UNICEF: Nine out of 10 schools in Nigeria don’t have hand-washing facilities
October 15
19:02 2021

The United Nations Children’s Fund (UNICEF) says nine out of ten schools in Nigeria do not have hand-washing facilities.


In a statement issued on Friday to mark the 2021 Global Hand-washing Day, UNICEF called for provision of access to basic hand-washing facilities as part of efforts to prevent spread of infections.

According to the organisation, in its latest estimates, only 16 percent of Nigerian households have access to basic hand-washing facilities, leaving families and communities at increased risk of infectious diseases.

“Although handwashing with soap is critical in the fight against infectious diseases, including COVID-19, only 16 per cent of Nigerians have access to basic handwashing facilities at home – leaving families and communities at risk of many infectious diseases, with children particularly vulnerable,” the statement reads.


“The latest data show that some progress has been achieved since 2015. For example, the global population with access to basic hand hygiene at home has increased from 5 billion to 5.5 billion, or from 67 per cent to 71 per cent. However, if current trends persist, 1.9 billion people will still not have access to basic hand hygiene by the end of the decade.

“In Nigeria, 21 per cent of Nigerians had access to basic handwashing facilities at home in 2018, compared to 16 per cent in 2019, indicating a worrying downward trend.

“Globally, 3 in 10 people – or 2.3 billion – do not have access to basic handwashing facilities with water and soap at home, including 670 million people without any facility at all.
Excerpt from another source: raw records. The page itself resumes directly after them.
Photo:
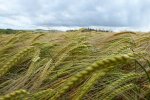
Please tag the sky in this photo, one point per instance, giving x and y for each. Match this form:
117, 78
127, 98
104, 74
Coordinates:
65, 14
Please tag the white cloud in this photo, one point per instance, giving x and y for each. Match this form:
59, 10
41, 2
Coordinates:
74, 13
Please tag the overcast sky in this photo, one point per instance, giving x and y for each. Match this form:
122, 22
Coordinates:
28, 14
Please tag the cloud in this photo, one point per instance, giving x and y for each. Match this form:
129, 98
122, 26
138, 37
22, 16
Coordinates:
74, 13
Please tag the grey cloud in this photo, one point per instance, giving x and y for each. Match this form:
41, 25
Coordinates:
50, 13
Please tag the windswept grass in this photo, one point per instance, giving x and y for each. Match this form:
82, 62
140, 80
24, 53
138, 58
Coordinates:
75, 66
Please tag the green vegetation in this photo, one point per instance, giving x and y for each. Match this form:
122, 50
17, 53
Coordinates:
76, 65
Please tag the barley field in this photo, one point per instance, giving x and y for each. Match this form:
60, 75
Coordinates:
75, 66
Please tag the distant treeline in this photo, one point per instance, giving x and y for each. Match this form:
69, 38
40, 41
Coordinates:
89, 30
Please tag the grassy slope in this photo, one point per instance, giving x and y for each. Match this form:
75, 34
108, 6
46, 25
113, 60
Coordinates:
60, 66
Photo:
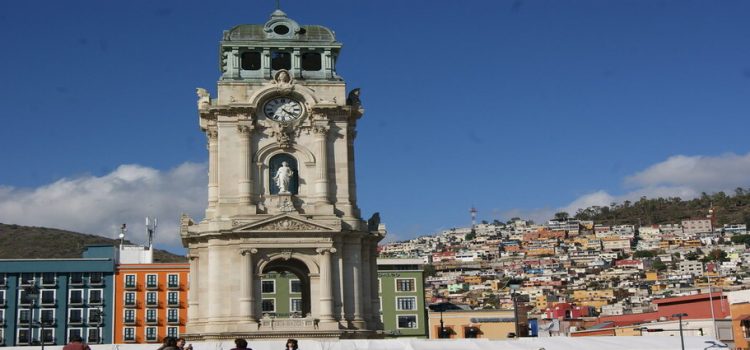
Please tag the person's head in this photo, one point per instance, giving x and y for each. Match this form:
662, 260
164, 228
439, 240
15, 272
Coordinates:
76, 339
240, 343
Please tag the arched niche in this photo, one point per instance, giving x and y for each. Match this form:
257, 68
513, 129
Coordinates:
274, 163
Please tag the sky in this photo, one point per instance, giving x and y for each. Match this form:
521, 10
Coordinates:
517, 108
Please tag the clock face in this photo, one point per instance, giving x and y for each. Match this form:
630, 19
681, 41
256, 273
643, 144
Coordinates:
283, 109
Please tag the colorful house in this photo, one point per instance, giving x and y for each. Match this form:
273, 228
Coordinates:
72, 297
150, 301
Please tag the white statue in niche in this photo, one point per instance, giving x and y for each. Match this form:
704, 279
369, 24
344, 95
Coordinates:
282, 177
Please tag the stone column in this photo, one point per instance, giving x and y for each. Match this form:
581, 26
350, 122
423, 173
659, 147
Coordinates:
358, 321
245, 183
320, 128
326, 284
216, 277
247, 298
213, 171
193, 301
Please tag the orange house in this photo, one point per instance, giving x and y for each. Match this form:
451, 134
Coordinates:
150, 302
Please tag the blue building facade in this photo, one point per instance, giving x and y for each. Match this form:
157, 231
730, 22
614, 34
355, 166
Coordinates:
72, 297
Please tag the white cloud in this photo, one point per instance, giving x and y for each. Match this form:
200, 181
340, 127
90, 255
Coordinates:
678, 176
99, 205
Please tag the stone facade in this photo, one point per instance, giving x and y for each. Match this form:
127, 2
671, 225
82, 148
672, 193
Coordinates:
280, 100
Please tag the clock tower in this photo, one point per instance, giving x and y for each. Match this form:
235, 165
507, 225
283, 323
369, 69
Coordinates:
281, 192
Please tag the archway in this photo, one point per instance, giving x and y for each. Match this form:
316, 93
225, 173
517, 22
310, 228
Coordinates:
285, 289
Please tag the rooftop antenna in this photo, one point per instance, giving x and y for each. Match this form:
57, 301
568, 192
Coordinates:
473, 212
123, 229
151, 228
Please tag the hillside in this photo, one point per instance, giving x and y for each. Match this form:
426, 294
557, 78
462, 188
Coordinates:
26, 242
729, 209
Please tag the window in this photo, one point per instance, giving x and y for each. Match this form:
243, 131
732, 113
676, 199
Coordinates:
49, 279
406, 303
128, 334
295, 305
268, 305
152, 282
76, 278
173, 315
151, 316
27, 279
129, 298
250, 60
48, 316
95, 317
129, 316
48, 297
75, 297
129, 281
48, 336
268, 286
295, 286
173, 332
75, 316
405, 285
151, 299
93, 337
74, 332
96, 278
24, 316
173, 298
23, 336
311, 61
151, 334
23, 298
281, 60
406, 321
95, 296
173, 281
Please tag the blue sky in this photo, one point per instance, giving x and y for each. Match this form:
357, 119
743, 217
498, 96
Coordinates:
513, 107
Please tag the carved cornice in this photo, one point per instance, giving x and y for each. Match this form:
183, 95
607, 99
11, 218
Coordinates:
244, 252
326, 250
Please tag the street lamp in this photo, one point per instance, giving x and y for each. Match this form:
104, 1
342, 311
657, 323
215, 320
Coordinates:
682, 339
514, 286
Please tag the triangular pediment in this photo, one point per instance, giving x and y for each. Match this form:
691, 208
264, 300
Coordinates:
283, 223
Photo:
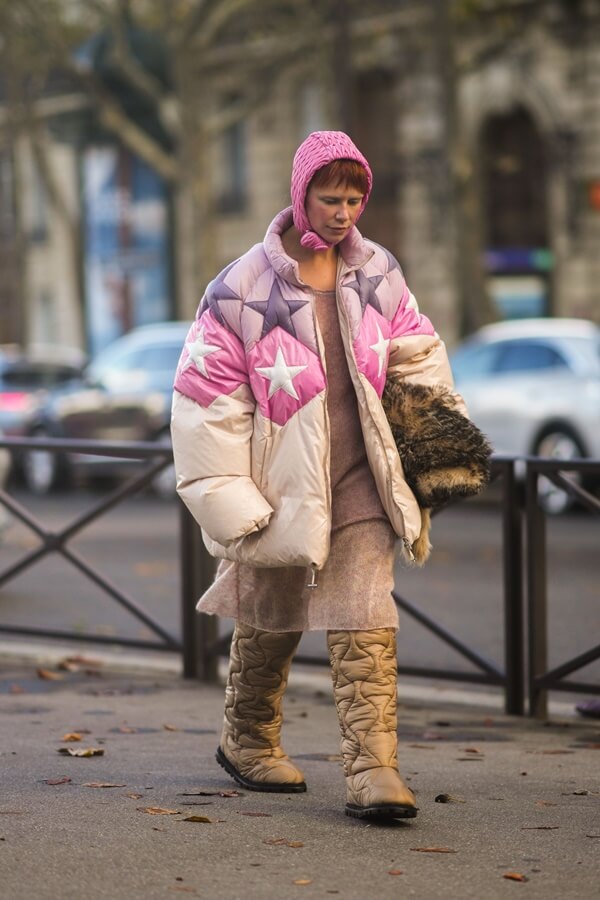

“In the least developed countries, more than 6 in 10 people lack basic hand hygiene facilities at home. 4 in 10 schools worldwide do not have basic hygiene services with water and soap, affecting 818 million students, of which 462 million attend schools with no facility at all.

“In Nigeria, 9 out of 10 schools have no place for children to wash their hands. 1 in 3 healthcare facilities worldwide does not have hand hygiene facilities at points of care where the patient, healthcare worker, and treatment involve contact with the patient. In Nigeria, this figure is 4 in 5 healthcare facilities.”

Speaking on the development, Rushnan Murtaza, deputy representative, UNICEF Nigeria, expressed concern over the declining level of access to hand-washing facilities across the country.

“The downward trend in access to hand hygiene services in Nigeria is very worrying,” she was quoted as saying.


“Handwashing with soap and water may seem like a simple act – but it is lifesaving. It protects us from many diseases, including cholera.

“We must work together to make handwashing not only possible, but a habit. This will have a hugely positive impact for the health and well-being of all Nigerians.”